Die Frau Doktor seufzte müde. ,,Ich sage nicht, dass ihr euch nicht trotzdem Zeit lassen könnt. Bitte nehmt euch Zeit. Sagt Lebewohl zu allen Freunden und Bekannten. Veranschiedet euch von eurer Tochter. Und dann schluckt das Gift und sterbt einen schmerzlosen Tod."

,,Nein." Schluchzte Katalia leise. Da war ein Schmerz in ihrer Brust, so hart und stechend, dass sie schreien wollte, aber sie schaffte es kaum zu reden. Ihre Kehle war wie zugeschnürt.

,,Nein! Nein!" Würgte sie heraus. ,,Packt euer Gift wieder ein und geht! Verschwindet!"

Katalia krümmte sich schluchzend nach vorne und umklammerte ihre Knie. ,,Wir wollen euer Gift nicht!" Schniefte sie hilflos. ,,Verschwindet!"

,,Sei still, Katalia." Flüsterte Mutter mit rauer Stimme.
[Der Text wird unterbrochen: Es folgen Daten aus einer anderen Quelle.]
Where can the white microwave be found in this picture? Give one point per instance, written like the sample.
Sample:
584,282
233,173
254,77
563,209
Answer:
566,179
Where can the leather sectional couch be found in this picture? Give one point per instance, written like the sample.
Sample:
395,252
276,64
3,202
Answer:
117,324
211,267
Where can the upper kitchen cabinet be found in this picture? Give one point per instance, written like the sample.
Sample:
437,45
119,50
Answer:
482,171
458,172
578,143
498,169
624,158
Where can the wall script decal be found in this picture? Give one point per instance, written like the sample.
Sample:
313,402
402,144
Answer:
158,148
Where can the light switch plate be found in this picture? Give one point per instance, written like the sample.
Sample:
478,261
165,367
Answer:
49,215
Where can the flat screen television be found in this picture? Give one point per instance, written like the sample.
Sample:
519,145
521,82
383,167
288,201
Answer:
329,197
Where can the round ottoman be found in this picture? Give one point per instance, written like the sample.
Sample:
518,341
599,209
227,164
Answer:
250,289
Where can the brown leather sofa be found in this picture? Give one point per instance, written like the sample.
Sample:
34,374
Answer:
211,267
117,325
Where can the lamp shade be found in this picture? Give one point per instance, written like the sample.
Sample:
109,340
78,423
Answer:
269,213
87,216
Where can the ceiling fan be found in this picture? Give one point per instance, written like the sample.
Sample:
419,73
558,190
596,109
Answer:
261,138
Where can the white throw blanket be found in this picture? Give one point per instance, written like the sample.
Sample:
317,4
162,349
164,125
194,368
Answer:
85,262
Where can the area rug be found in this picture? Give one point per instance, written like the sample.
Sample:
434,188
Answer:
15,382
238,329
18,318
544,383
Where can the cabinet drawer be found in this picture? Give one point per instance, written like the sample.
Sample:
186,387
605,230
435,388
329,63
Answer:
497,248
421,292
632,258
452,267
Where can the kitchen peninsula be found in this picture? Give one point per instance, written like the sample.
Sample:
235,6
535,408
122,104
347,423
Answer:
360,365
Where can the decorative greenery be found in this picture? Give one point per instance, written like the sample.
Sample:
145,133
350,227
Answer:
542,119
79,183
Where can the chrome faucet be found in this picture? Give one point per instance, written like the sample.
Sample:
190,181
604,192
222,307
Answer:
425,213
Sie nickte der Doktorin zu. Ihr Gesicht glänzte vor lauter Tränen, aber sie weinte nicht mehr. Eine eigenartige Ruhe hatte von ihr Besitz ergriffen.

,,Ich danke euch für die Untersuchung, Frau Doktor. Und für die Wahrheit. Bitte stellt... eure Arznei getrost dort auf den Boden."

Die Doktorin nickte langsam. ,,Ihr wollt das Gift also haben?!"

Katalias Mutter nickte steif. Eine kurze, ruckartige Bewegung.

,,Dann sei es so." Die Doktorin bückte sich und plazierte den kleinen Behälter zu Mutters Füßen.

Mutter war immer noch eigenartig ruhig. ,,Wieviel schulden wir euch?"

,,Oh, Sorgt euch nicht deswegen!" Die alte Frau lachte finster. Sie wandte sich zum gehen. ,,Wir mögen in einer Welt leben in der alles seinen Preis hat, doch der Tod... der Tod ist umsonst."

Innerhalb weniger Atemzüge war die Heilerin mitsamt ihrer Sklavin aus der Tür getreten und verschwunden.

Katalia blieb als ein schluchzendes, an die Wand gekauertes, Bündel zurück.